Interview d’Olivier Lannès, guide pour Jeûne et bien être, Naturaliste et Accompagnateur en montagne mais aussi à d’autres heures berger, cueilleur et distillateur de lavande fine …
Olivier, peux-tu nous éclairer sur la lavande ou plutôt les LAVANDES ?
On peut trouver à l’état sauvage en France trois espèces de lavandes ainsi qu’une quatrième espèce très proche, le lavandin. La lavande stéchade Lavandula stoechas est localisée sur les sols acides du pourtour méditerranéen et reste très peu usitée sous forme d’huile essentielle. La lavande aspic Lavandula latifolia est bien reconnaissable à son odeur camphrée, connue des peintres comme Rubens qui l’utilisait comme conservateur des couleurs, elle pousse sur les plateaux calcaires jusqu’à 600 mètres environ. Enfin, la lavande officinale Lavandula angustifolia remplace l’aspic à partir de 600-800 mètres d’altitude et comporte plusieurs noms vernaculaires : officinale, vraie ou « fine », qualificatif qui désigne normalement celle issue du sauvage .

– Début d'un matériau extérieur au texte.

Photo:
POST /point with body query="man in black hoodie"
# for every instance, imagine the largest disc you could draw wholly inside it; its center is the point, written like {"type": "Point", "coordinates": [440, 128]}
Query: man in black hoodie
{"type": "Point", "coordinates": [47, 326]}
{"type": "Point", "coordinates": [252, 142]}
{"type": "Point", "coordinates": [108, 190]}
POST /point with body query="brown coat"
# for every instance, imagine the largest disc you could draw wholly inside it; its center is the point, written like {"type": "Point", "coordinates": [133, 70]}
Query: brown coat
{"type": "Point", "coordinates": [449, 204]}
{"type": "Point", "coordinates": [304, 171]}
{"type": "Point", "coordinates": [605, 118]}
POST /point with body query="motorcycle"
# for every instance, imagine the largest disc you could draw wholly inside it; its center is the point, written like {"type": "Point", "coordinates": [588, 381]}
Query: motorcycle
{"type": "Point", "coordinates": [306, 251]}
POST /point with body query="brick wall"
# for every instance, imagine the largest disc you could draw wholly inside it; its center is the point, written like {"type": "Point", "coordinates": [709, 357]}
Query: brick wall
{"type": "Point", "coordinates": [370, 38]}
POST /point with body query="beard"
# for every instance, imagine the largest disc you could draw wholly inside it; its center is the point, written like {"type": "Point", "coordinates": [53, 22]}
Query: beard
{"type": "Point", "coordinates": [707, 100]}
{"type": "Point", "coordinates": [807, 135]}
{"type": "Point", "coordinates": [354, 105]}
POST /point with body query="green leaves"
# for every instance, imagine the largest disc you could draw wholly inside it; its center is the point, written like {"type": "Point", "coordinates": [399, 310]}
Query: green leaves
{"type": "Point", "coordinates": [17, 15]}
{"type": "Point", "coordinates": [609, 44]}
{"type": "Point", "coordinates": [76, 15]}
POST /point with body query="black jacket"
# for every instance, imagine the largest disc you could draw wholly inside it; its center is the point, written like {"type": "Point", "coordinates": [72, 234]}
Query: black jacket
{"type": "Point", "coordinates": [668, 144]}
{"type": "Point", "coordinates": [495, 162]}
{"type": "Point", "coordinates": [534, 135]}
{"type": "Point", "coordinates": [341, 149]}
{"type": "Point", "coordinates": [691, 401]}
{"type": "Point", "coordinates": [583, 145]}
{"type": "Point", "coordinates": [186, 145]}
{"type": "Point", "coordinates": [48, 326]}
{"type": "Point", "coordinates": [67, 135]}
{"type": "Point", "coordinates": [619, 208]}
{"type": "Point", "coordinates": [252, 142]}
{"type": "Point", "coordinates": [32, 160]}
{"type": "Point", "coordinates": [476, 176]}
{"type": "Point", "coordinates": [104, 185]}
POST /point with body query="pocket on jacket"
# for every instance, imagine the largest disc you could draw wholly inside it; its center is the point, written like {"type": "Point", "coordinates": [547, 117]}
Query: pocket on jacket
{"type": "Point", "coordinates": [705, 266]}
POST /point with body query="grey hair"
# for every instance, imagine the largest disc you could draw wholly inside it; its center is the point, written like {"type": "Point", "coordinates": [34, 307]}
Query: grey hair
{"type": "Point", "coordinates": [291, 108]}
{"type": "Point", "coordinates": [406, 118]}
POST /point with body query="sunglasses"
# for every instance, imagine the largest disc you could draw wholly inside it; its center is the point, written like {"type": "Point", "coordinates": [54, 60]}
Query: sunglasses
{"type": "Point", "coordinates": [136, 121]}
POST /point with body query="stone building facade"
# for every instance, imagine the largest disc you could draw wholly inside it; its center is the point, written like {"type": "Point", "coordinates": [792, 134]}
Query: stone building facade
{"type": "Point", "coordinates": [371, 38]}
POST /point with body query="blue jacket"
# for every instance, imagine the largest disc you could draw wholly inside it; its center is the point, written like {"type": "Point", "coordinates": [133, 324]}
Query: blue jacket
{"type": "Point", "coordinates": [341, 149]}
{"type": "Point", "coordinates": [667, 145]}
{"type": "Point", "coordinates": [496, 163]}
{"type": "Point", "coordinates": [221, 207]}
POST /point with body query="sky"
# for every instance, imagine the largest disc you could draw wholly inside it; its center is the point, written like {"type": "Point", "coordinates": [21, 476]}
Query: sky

En Provence, lorsque l’on quitte les collines sèches pour la montagne (aux environs de 600 mètres d’altitude), l’aspic et la fine se croisent pour donner lieu à un hybride naturel : le Lavandin
Lavandula hybrida . Très productif en huile essentielle, c’est une plante stérile que l’on reproduit par bouturage et qui a finalement supplanté la lavande pour atteindre une production annuelle de 1000 tonnes d’huile essentielle contre à peine 30 tonnes pour la lavande officinale de culture.
Disons qu’en général, l’odeur de lavande connue de tous est en réalité celle du lavandin !
Peux-tu nous en dire plus sur l’histoire de cette culture et de son usage ?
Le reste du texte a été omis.